OASIS Alert

OASIS News:

Prepare Now To Serve More Post-Acute Patients

It's not your imagination that more patients have gait abnormalities as a primary diagnosis.

A new study could explain some of your M0230 changes.

Agencies will continue to see an in-creasing number of patients recovering from hip and knee replacements in coming years, suggests a recent report by the federal Agency for Healthcare Research & Quality.

The report shows that HHAs are seeing an increase in post-acute, post-surgical patients in recent years, says the National Association for Home Care & Hospice -- a change that may help explain rising case-mix scores.

The number of knee arthroplasty and hip replacements, two of the three most frequently performed procedures, have grown from 1977 to 2005 by 69 and 32 percent, respectively, the report says.

Medicare bore the largest burden from hospital stays for these services (57.9 and 63.4 percent, respectively).

Note: The report, Statistical Brief No. 34, "Hospital Stays Involving Musculoskeletal Procedures, 1997-2005," is at www.hcupus.ahrq.go/reports/statbriefs/sb34.pdf.
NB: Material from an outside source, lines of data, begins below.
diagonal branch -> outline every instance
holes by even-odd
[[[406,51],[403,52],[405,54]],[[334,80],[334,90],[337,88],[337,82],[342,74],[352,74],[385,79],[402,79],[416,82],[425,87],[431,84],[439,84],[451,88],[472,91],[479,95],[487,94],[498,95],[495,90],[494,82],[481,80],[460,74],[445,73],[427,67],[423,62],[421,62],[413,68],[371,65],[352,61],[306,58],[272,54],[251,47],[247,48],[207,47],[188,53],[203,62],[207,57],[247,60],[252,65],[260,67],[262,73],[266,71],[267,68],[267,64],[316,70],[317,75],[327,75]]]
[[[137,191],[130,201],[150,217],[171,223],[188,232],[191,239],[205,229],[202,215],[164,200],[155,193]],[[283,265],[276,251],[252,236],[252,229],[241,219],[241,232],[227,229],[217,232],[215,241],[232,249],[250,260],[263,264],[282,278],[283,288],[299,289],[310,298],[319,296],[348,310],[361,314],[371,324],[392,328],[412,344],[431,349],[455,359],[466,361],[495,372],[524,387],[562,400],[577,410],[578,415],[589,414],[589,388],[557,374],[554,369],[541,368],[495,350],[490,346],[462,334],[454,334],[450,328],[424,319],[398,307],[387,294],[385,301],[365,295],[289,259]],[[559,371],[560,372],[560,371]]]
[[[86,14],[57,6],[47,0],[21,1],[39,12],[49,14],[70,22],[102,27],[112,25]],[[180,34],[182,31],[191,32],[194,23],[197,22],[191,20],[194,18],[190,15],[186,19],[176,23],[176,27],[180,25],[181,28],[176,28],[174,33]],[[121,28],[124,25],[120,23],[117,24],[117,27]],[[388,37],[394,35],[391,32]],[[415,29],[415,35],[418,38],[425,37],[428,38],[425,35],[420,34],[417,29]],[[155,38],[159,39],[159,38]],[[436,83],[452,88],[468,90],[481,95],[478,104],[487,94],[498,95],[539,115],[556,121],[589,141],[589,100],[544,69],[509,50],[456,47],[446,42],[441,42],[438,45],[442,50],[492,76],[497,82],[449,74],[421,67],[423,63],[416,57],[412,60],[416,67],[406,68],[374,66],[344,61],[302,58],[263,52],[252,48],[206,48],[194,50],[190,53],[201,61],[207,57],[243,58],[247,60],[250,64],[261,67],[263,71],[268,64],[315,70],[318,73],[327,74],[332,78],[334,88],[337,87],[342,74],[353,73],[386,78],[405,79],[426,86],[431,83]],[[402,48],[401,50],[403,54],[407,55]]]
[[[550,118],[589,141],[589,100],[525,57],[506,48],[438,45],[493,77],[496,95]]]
  • The Centers for Medicare & Med-icaid Services' post-acute cross-setting assessment tool (see OASIS Alert, Vol. 8, No. 8, p.72) needs your input.

Comments on this 26-page form are due by Sept. 25. The form is at www.cms.hhs.gov/ Paperwork ReductionActof1995/PRAL/list.asp.

  • A New Jersey initiative to reduce pressure ulcers is getting dramatic results. A group of 150 hospitals, nursing homes and HHAs in NJ have reduced the number of patients who developed bedsores by 70 percent, thanks mostly to low-tech interventions, reports The New York Times.

The New Jersey Hospital Association planned and directed the initiative that ran from September 2005 to May 2007. Performing skin evaluations upon admission and specialized record-keeping to immediately detect skin deterioration were key, an NJHA official told the Times.

  • It's not surprising you're struggling so hard with emergent care outcomes. A recent study found older adults have an emergency medical services utilization rate four times that of younger patients.

According to a study published in the journal Academic Emergency Medicine, re-searchers found: 38 percent of EMS responses were for senior patients (age 65 or older) between 1997 and 2000; 62.2 million older adults visited the emergency department during that same three-year period; and 167 older adults per 1,000 was the average rate of EMS utilization per year, compared to a rate of 39 per 1,000 for younger patients.

  • Duke University studied illness and mortality rates in 33,772 Medicare beneficiaries with diabetes and in 25,563 similar people without diabetes over a 14-year period. Researchers found 92 percent of the diabetes group experienced an adverse health event compared with 72 percent of the control group.

The study, reported May 14 in the Archives of Internal Medicine, found that disorders affecting the legs and complications associated with surgery were higher among patients with diabetes. Furthermore, 58 percent of those with diabetes were diagnosed with heart failure, compared with 34 percent of the control group. While kidney disease and retinal eye disorders were less common, both increased markedly in the diabetic group.